Strengths and Weaknesses
Aggregate data displays the total contribution of a player. This is useful in evaluating and comparing the total impact that a player has relative to the total impact of his peers. However, aggregate data is limited in its effectiveness in communicating player value relative to their respective time on ice. This is one of the weaknesses of aggregate data in general, as player value is inflated with more minutes. This weakness of aggregate data is the primary strength of rate data. Rather than looking at total contribution, rate data is normalized by looking at a players’ contribution per 60 minutes of ice time. The weakness of using rate data is actually the opposite of aggregate data: players with a smaller sample inflate their rates compared to players with larger samples.

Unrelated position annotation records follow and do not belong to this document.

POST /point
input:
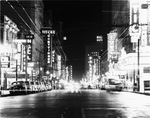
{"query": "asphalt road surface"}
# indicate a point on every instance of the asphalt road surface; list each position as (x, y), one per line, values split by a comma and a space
(84, 104)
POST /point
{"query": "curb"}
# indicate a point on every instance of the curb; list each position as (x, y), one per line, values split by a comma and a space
(4, 93)
(136, 92)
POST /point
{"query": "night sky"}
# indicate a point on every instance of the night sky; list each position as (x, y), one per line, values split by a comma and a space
(82, 21)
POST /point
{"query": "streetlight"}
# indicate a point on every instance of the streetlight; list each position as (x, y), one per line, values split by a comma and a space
(16, 57)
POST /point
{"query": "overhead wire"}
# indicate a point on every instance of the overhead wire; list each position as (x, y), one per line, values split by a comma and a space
(22, 17)
(18, 14)
(28, 15)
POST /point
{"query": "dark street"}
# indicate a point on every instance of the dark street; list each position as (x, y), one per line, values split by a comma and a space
(84, 104)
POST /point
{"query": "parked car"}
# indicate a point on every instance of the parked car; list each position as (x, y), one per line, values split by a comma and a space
(114, 84)
(18, 87)
(30, 86)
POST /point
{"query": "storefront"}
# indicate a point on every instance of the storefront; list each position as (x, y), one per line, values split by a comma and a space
(129, 63)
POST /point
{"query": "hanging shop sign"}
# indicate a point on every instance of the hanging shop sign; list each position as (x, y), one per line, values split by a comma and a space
(5, 62)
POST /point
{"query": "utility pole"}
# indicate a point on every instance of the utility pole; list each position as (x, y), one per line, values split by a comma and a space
(16, 70)
(138, 64)
(26, 62)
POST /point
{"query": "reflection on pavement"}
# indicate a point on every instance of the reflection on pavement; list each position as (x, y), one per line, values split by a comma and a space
(114, 113)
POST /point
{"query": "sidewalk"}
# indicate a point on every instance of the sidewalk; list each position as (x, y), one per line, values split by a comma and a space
(148, 93)
(4, 93)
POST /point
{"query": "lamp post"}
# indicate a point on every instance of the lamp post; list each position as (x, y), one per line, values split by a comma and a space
(16, 70)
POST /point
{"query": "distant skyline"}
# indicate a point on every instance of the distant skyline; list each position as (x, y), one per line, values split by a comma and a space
(82, 22)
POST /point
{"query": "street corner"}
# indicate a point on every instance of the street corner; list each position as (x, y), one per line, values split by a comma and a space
(4, 93)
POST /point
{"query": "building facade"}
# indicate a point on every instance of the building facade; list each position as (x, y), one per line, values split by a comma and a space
(20, 33)
(132, 27)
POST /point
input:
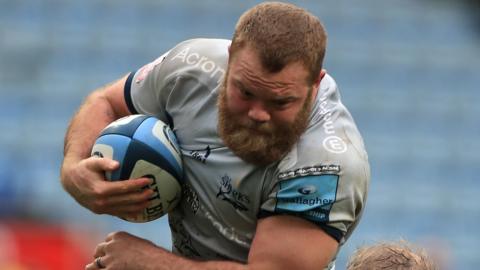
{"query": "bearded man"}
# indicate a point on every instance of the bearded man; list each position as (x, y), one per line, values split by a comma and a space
(283, 175)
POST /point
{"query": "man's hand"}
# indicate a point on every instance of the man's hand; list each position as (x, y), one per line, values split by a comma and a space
(123, 251)
(85, 181)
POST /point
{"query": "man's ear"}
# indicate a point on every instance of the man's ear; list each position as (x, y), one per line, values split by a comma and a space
(322, 74)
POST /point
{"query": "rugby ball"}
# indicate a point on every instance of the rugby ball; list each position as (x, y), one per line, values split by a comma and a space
(145, 147)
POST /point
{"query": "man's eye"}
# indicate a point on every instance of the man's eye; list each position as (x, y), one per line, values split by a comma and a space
(281, 103)
(246, 93)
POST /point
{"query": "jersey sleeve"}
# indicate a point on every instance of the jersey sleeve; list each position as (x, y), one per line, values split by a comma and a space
(146, 89)
(325, 178)
(175, 77)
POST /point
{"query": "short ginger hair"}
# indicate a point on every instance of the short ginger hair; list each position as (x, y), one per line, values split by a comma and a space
(281, 34)
(398, 255)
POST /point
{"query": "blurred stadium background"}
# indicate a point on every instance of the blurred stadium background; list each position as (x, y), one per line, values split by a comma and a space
(408, 70)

This weakness can be partially mitigated by removing players below a minimum threshold, but it still favors players in limited roles. This is something I address in my treatment of rate data by categorizing players by role, which includes top-6/middle-6/bottom-6 for forwards and top-4/bottom-4 for defensemen.1 Long story short, defensemen and forwards are divided into equal groups based on the median and percentile of their respective teams’ total positional even strength time on ice in that particular season.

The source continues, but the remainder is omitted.